## Smoothness for small initial data

$\displaystyle \begin{cases}u_t+u\cdot\nabla u-\nu\Delta u+\nabla p=0\\div u=0\\u(x,0)=u_0\end{cases}\text{ on }\mathbb{R}^3$

Thm(Kato): If ${u_0\in \dot{H}^{1/2}}$ is small, then the solution with initial data ${u_0}$ is global smooth.

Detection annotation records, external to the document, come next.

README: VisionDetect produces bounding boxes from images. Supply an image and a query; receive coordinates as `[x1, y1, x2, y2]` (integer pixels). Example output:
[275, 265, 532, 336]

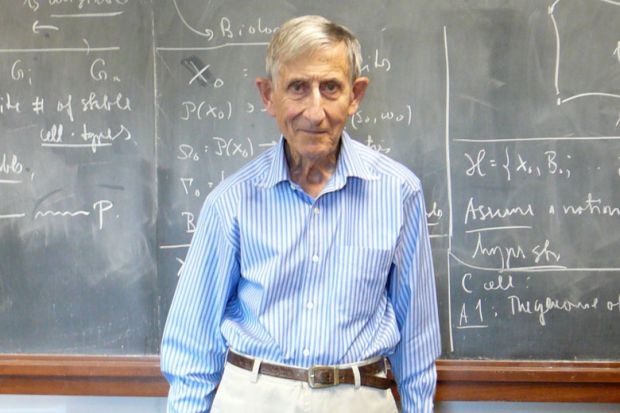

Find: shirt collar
[256, 131, 377, 188]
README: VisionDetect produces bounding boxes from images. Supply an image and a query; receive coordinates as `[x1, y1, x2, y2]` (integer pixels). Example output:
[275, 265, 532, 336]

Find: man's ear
[256, 77, 275, 116]
[348, 77, 370, 116]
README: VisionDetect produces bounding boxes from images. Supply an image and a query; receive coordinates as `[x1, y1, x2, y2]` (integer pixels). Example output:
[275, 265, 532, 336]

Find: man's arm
[389, 190, 441, 413]
[161, 200, 239, 413]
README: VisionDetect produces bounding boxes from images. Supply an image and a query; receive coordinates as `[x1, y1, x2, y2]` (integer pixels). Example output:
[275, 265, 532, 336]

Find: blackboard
[0, 0, 620, 361]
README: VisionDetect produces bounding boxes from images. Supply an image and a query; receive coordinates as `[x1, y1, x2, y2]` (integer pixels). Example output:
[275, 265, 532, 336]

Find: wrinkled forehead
[274, 42, 351, 80]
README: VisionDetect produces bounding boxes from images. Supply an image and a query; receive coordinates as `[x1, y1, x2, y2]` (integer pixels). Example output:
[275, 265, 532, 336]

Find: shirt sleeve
[161, 200, 239, 413]
[388, 190, 441, 413]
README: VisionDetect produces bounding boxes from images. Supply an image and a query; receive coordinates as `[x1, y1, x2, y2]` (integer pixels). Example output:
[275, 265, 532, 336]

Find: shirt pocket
[335, 246, 392, 321]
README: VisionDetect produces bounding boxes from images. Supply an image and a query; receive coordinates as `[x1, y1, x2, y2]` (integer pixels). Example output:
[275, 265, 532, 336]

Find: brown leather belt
[226, 351, 395, 390]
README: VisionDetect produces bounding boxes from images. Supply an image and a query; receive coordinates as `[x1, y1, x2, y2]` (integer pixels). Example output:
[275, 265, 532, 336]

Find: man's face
[257, 44, 368, 160]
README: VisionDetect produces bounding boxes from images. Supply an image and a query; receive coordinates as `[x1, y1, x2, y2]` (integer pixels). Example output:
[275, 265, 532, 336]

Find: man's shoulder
[351, 135, 422, 192]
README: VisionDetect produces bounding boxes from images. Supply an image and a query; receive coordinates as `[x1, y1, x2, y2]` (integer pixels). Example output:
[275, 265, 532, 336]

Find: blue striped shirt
[161, 133, 440, 413]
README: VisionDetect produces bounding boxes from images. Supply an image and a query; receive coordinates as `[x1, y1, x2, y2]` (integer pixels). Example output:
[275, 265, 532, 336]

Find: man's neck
[285, 142, 340, 198]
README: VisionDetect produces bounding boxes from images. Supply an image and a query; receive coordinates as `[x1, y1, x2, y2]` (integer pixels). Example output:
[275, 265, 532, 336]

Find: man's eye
[289, 82, 305, 93]
[322, 82, 340, 93]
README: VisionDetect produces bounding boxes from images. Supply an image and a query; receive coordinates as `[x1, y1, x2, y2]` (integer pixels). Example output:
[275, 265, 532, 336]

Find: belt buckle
[308, 366, 340, 389]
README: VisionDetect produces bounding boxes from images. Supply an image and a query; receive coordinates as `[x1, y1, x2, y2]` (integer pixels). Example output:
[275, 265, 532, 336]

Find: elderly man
[161, 16, 440, 413]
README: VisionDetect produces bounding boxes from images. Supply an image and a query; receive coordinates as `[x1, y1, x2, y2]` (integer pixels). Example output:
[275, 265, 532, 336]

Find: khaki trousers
[211, 363, 398, 413]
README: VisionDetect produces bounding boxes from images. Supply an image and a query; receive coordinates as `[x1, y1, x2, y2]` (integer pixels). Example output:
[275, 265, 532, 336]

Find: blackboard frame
[0, 354, 620, 403]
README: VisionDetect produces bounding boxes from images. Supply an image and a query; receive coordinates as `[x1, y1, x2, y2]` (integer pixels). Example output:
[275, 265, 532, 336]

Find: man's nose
[306, 87, 325, 124]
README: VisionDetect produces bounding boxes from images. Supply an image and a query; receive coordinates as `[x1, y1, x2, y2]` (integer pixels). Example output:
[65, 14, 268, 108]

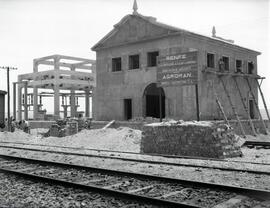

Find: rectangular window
[112, 57, 122, 72]
[128, 54, 140, 69]
[222, 56, 230, 71]
[147, 51, 159, 67]
[248, 62, 254, 74]
[124, 99, 132, 120]
[235, 60, 242, 72]
[207, 53, 215, 68]
[248, 99, 255, 119]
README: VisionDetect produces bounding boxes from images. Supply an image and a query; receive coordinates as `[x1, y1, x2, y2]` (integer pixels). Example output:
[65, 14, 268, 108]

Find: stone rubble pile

Proof: ${\Lambda u=\sqrt{-\Delta}u}$ is a well defined operator on ${\dot{H}^{1/2}}$. Multiplying ${\Lambda u}$ on both sides, we get

$\displaystyle \frac{1}{2}\frac{d}{dt}||u||_{\dot{H}^{1/2}}^2+||u||_{\dot{H}^{3/2}}^2\leq \int |u||\nabla u||\Lambda u|\leq ||u||_{L^{3}}||\nabla u||_{L^3}||\Lambda u||_{L^3}$

By the Sobolev embedding,

$\displaystyle ||u||_{L^3}\leq C||u||_{\dot{H}^{1/2}}$

So we can get

$\displaystyle ||u||_{L^{3}}||\nabla u||_{L^3}||\Lambda u||_{L^3}\leq C||u||_{\dot{H}^{1/2}}||u||_{\dot{H}^{3/2}}^2$

Let ${G=||u||_{\dot{H}^{3/2}}^2}$, ${N=||u||_{\dot{H}^{1/2}}^2}$,

$\displaystyle \frac{1}{2}\frac{d}{dt}N+G(1-C\sqrt{N})\leq 0$

If ${N(0)<1/C^2}$ is small enough, then ${N'(t)}$ will be negative thus ${N(t)<1/C^2}$ and small enough. Consequently, ${||u||_{L^3}\leq C||u||_{\dot{H}^{1/2}}}$ will also be small. While from the NS equation,

$\displaystyle \frac{1}{2}\frac{d}{dt}|\nabla u|_{L^2}^2+|\Delta u|_{L^2}^2\leq\int|u||\nabla u||\Delta u|\leq C||u||_{L^3}||\Delta u||_{L^2}^2$

When ${||u||_{L^3}}$ small enough, the right hand side can be absorded by left hand side. Thus ${|\nabla u|_{L^2}^2}$ will be bounded. And from the standard regularity theory, ${u}$ must be smooth. $\Box$

Remark: Follows from my note of lectures given by Peter Constantin.